Poor weather in France has continued to hinder winter crop planting with winter barley now 91% complete and 83% of their winter wheat crop. French crop conditions are not looking good with only 73% of their crop rated as good to excellent and down nine percentage points at the same time last year.

The Black Sea region has increased its wheat planted area and conditions are looking good there, so this could make up for the predicted fall in European wheat production. Russia has expanded its winter wheat area again with 18.2m ha of sowing complete, up from 17.6m ha and their winter crop conditions are better than last year following recent rainfall.

Conditions of winter wheat in the US are also in line with previous years with 52% of the crop in good or excellent condition at the end of November and milder temperatures than usual.

China is the world’s largest grain producing country and is the second largest wheat producer after the US. China’s grain production is put at 663.84m tonnes of which maize represents 260.77m tonnes and wheat production at 133.59m tonnes which is up 2.19m tonnes on last year.

From Friday, November 29, until Friday, December 6, the value of the pound continued to gain relative to the euro, up from £1 = €1.1739 to £1= €1.1871 and this is the highest closing price since May 15, 2017, and more than 10% stronger against the euro from the lows recorded in August this year when £1= €1.0767 and the stronger pound means cheaper imports and more expensive exports.

Due to the difficult drilling conditions and production concerns for harvest 2020, the price of new crop feed wheat futures gained consistently from September until mid-November but further gains in UK feed wheat futures have been difficult to achieve and last week new crop futures were down £2.25 on the week to close at £155.00/tonne, which last year at this time stood at £157 per tonne.

May 2020 old crop futures fell £3.75 down to £147.50 /tonne which last year at this time stood at £162.59 per tonne and this drop in prices is due to the gains in the value of the pound which has resulted in reduced domestic prices.

The UK is estimated to have only produced 1.75m tonnes of oilseed rape for this marketing year which is the lowest since 2004 and for 2020 the planted area is put at 406,000ha which is down 23% year-on-year.

Conversely the Ukraine have increased their planted area by 280,000ha to 1280Kha, which is a staggering 28% increase on last year’s planted area.

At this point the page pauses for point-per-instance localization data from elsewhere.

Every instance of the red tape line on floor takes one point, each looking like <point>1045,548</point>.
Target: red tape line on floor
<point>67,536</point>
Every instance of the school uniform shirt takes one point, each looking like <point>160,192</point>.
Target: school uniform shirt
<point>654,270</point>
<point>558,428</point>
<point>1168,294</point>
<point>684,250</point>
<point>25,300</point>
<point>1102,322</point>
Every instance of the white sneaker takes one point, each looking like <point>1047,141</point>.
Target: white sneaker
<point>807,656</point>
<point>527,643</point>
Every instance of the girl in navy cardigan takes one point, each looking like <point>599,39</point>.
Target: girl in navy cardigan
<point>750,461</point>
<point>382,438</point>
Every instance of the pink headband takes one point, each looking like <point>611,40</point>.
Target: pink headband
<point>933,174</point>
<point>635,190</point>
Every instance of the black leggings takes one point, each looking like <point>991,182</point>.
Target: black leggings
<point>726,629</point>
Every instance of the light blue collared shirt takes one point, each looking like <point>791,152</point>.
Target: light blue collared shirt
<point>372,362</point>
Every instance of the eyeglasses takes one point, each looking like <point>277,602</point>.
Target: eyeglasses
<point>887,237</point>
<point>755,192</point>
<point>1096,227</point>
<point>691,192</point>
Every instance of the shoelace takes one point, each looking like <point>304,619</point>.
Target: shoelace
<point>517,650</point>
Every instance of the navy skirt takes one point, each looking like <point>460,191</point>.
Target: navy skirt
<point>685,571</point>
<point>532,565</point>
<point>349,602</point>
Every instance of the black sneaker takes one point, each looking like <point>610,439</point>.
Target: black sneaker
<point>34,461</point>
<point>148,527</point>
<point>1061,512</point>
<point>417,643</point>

EU rapeseed crushing in 2019-20 is forecast to drop to an eight-year low despite sharply increased imports of Canadian canola but following poor harvesting conditions in Canada their canola production has been cut by 0.8m tonnes to 18.6m tonnes which is the lowest level since 2015-16.

Due to the increased Ukraine rapeseed production new crop prices have come under pressure and the UK delivered price increases were limited due to the stronger sterling and oilseed rape delivered Erith for this month was up £1 to £334.50 per tonne.